Here, we analyzed a selected series of MSI-high, MSI-low and MS-stable primary colorectal cancers and microsatellite instability positive (MSI+) colorectal cell lines for mutations in BCL10. Genomic DNA extracted from frozen tissue, peripheral blood samples and cell lines was characterised for microsatellite instability at six microsatellite loci (BAT25, BAT26, 3′UTR c-myb (T)22 tract, MYCL, D2S123 and D5S346). Colorectal cancers were classified as MSI-high if three or more loci displayed microsatellite instability, MSI-low if up to two loci were MSI+ or MS-stable, if no loci displayed MSI. PCR-single strand conformation polymorphisms (PCR–SSCP) and sequencing analysis of the three BCL10 exons identified multiple mutations and polymorphism in 2 MSI-high colorectal cancers. Both MSI-high tumours (PS and AW) had 1-base pair deletions in the (A)₈ tract in exon 2 (136delA). The tumour (PS) also has a putative 58-2A→G splice aberration in the exon 1 acceptor site on the same allele as the 136delA mutation. A second deletion mutation in the (T)₇ tract in exon 3 was also detected in this tumour. Tumour (AW) had a second mutation T618A/Asp206Glu in exon 3. Neither tumour demonstrated LOH at the 1p22 BCL10 locus using the four microsatellite markers D1S236, D1S424, D1S435 and D1S497. Eight MSI+ colorectal cell lines including Co-115, HCT116, KM12C, Lisp-1, LIM1215, LIM2405, LoVo and LS174T were analyzed for frameshift mutations in the polyA and polyT tracts in exons 2 and 3 respectively using PCR and denaturing gel electrophoresis (DGE).

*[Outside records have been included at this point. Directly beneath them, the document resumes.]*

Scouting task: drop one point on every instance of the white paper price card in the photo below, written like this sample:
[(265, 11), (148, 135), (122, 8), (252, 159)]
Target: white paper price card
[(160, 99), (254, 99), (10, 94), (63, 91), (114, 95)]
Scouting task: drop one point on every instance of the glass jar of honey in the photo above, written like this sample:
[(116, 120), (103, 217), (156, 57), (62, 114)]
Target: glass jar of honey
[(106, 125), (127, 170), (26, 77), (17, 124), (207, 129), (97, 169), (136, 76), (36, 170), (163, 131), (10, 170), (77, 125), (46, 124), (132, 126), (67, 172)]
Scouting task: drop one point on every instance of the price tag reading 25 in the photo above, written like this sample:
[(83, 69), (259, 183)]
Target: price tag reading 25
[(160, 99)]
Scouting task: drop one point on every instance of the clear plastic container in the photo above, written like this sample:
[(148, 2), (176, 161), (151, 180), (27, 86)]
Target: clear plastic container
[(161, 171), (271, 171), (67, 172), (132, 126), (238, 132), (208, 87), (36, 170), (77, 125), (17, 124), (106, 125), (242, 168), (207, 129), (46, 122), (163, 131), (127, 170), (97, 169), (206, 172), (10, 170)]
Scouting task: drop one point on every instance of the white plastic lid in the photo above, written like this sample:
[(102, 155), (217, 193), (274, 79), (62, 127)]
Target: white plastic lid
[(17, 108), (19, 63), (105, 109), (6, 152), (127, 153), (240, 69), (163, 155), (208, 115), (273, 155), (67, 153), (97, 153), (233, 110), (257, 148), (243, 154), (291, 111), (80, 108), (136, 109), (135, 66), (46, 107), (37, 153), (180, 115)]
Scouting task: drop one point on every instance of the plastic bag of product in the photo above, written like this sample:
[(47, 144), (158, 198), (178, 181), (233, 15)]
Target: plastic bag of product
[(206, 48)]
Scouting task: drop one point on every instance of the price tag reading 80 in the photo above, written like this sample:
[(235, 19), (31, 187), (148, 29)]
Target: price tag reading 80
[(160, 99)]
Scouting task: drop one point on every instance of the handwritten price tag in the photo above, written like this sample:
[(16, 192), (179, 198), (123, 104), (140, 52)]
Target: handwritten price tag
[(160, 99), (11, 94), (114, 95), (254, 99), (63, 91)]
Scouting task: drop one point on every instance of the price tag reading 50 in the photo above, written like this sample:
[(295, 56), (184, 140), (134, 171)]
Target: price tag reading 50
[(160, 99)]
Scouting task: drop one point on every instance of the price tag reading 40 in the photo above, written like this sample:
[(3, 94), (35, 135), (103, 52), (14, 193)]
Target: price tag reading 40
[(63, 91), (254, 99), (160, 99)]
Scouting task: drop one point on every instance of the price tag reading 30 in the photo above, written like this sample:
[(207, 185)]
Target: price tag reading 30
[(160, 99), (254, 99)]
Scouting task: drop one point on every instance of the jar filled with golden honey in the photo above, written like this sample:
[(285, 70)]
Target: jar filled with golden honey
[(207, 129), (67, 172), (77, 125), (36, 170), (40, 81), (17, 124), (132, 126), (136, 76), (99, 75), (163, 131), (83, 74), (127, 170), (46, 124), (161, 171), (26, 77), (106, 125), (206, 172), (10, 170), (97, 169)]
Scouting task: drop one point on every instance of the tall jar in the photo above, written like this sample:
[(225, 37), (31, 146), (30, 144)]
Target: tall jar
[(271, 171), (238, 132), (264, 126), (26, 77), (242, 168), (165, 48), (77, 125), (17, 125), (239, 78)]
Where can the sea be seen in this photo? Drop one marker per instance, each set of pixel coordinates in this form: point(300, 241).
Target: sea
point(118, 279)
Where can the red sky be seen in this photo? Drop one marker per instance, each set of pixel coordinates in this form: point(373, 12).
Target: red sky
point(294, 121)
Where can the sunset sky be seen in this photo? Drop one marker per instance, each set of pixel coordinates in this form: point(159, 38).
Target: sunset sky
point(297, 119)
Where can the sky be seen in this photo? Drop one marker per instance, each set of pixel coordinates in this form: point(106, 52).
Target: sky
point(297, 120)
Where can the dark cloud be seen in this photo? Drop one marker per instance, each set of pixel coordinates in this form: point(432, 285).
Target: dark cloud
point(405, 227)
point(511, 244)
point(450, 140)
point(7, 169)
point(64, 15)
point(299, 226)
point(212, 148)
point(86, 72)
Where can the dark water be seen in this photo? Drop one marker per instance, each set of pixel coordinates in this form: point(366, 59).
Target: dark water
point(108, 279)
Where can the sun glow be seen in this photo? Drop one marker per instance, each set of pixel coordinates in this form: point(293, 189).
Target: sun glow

The (A)₈ tract was amplified using primers 5′-GTGTATACCTGTGTGAGA-3′ and 5′-CTACTTGATGTTCGACAAG-3′ and the (T)₇ tract was amplified using primer set 3.2.¹ The only additional frameshift mutation detected was found in the MSI+ cell line, LoVo (Figure 1A). Sequence analysis revealed a 1-base pair thymidine insertion at nucleotide 136 in the MSI+ cell line LoVo and not an adenine insertion as reported by Willis et al¹ (Figure 1B). This finding was confirmed by direct manual sequencing.

Figure 1

BCL10 frameshift mutation detected in the coding polyA tract in an MSI+ colorectal cancer cell line. (A) Denaturing polyacrylamide gel showing an insertion mutation in the cell line LoVo. (B) Direct sequence from cell line LoVo shows an insertion of one thymidine immediately following the polyA tract in exon 2

This is the first study describing BCL10 mutations in primary colorectal cancers suggesting BCL10 does play a role in the development of some MSI-high colorectal cancers, although it is not a commonly mutated gene. BCL10's pro-apoptotic function is thought to normally suppress tumour formation in a similar manner to p53 and BAX. Interestingly, tumour PS also contains a frameshift mutation in the (G)₈ tract in the proapoptotic gene BAX.¹³ Similarly, the hMSH2 deficient cell line LoVo contains inactivating mutations in both BCL10 and BAX.³ These results suggest that inactivating mutations in proapoptotic genes such as BCL10 and BAX are selected for during the development of MSI-high colorectal cancers underlying the importance of escape from apoptosis for this tumour subset.